Max Whitlock is due to return to competition for the first time since Tokyo 2020 ©Getty Images

Triple Olympic gymnastics champion Max Whitlock will begin his quest for more glory at Paris 2024 tomorrow after battling mental health struggles.

Britain's Whitlock has not competed since the Tokyo 2020 Olympics but is due to feature as a guest at the Scottish National Artistic Gymnastics Championships in Perth this weekend.

Thirty-year-old Whitlock won gold on both floor and pommel horse in the space of just two hours at Rio 2016.

He defended his pommel horse title in Tokyo but then stepped away from the sport.

"If I hadn't gone through that feeling of being lost and struggling, of being a waste of space and come out of the other side, there is no way I'd have been able to continue at this level - I'd have just crumbled and collapsed," Whitlock told PA.

"I now see what I went through as a positive because it gave me a huge reset. 

"I came home from Tokyo and said that I was done with gymnastics and, in an instant, all that pressure and that fear of failure lifted, because it was suddenly irrelevant.

"What's interesting is that when I decided I was coming back, that sort of stuff didn't come back with it. 

"My fear of failure has completely gone. 

Max Whitlock defended his Olympic pommel horse title in Tokyo and won a third gold medal in all ©Getty Images
Max Whitlock defended his Olympic pommel horse title in Tokyo and won a third gold medal in all ©Getty Images

"I'm almost looking at it from a different angle, which I think is quite powerful. 

"I'm back simply because I feel like giving it another shot."

Whitlock's career also includes three Olympic bronze medals, three world titles and four European golds.

He has won Commonwealth gold four times but missed his home Birmingham 2022 Games during his break from competition.

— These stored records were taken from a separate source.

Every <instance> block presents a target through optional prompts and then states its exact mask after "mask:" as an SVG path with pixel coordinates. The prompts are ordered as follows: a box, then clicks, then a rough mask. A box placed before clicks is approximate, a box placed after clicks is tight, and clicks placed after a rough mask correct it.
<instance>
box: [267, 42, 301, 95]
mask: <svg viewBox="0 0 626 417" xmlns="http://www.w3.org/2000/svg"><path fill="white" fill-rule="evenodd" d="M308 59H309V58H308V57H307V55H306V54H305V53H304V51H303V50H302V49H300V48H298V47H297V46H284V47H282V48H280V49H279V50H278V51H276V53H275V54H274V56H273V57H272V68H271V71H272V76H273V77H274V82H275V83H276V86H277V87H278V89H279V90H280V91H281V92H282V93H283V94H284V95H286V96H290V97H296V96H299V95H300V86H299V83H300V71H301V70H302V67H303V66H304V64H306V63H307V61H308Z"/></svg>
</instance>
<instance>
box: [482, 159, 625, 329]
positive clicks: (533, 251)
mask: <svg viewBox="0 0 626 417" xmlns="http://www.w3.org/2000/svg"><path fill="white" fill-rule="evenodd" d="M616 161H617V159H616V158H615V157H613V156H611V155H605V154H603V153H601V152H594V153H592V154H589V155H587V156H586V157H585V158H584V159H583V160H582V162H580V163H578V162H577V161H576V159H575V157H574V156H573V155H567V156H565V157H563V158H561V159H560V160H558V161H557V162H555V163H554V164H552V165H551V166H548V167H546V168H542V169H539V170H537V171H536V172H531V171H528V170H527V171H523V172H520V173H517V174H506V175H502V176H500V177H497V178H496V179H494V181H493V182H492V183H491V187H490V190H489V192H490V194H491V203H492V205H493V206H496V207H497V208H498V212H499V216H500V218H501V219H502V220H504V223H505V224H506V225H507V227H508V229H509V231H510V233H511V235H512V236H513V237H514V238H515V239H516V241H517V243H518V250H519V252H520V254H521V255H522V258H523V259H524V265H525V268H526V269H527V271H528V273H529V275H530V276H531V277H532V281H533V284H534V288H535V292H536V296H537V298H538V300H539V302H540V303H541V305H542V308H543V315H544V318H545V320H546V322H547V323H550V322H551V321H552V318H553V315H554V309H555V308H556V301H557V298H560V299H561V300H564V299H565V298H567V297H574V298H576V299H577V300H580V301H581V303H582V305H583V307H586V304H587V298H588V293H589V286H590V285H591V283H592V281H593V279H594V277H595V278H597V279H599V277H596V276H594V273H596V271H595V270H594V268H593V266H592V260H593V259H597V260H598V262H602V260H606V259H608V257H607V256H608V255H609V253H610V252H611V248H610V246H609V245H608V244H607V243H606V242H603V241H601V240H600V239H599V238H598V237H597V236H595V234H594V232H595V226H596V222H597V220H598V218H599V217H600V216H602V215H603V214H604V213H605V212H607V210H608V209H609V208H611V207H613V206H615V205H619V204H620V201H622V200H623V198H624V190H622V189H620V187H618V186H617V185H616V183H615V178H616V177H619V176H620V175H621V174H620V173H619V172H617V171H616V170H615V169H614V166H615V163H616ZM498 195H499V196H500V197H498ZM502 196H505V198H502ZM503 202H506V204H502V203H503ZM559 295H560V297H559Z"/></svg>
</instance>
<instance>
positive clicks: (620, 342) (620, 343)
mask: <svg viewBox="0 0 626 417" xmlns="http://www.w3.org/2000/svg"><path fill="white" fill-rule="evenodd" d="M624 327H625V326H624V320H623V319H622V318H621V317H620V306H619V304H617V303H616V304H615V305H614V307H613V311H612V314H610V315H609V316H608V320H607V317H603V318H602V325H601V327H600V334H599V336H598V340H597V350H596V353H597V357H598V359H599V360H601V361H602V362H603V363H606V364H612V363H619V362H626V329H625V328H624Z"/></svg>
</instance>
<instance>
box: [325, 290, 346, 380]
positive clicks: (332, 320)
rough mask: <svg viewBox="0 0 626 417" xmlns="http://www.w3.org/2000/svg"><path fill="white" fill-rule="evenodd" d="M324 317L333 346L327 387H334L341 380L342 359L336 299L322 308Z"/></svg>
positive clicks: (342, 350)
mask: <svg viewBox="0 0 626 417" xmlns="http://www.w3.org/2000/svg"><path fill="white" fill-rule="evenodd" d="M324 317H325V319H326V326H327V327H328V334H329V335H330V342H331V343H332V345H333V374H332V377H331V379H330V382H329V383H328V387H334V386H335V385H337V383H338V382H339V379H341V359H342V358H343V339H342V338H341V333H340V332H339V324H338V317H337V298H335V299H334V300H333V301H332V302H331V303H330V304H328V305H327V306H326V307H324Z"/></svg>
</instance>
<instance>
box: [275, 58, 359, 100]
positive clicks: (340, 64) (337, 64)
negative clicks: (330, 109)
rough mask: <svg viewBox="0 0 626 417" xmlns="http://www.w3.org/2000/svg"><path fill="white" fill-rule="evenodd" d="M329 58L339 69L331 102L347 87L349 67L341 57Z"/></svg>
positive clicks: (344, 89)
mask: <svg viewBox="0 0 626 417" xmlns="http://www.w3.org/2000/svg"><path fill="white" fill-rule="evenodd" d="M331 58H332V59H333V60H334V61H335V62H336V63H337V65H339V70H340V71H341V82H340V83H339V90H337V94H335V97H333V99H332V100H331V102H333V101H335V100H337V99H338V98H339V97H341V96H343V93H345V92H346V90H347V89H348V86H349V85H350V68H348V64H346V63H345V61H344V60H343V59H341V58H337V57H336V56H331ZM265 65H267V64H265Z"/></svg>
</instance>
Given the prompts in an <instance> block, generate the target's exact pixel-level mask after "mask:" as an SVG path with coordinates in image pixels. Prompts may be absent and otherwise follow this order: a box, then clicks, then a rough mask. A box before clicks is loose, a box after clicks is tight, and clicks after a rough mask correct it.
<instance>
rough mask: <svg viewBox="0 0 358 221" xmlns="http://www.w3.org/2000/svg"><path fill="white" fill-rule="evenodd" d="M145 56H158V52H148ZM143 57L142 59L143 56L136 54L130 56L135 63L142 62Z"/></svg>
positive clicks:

However, he did carry the Queen's Baton during the Opening Ceremony.

Whitlock was also absent from a home World Championships in Liverpool in October and November.

"For the couple of years before Tokyo, gymnastics started to feel more like a job than something I had passion and love for and my main emotion after winning the gold medal was relief that I'd done it and it was over," Whitlock added. 

"I could forget about it and move forward."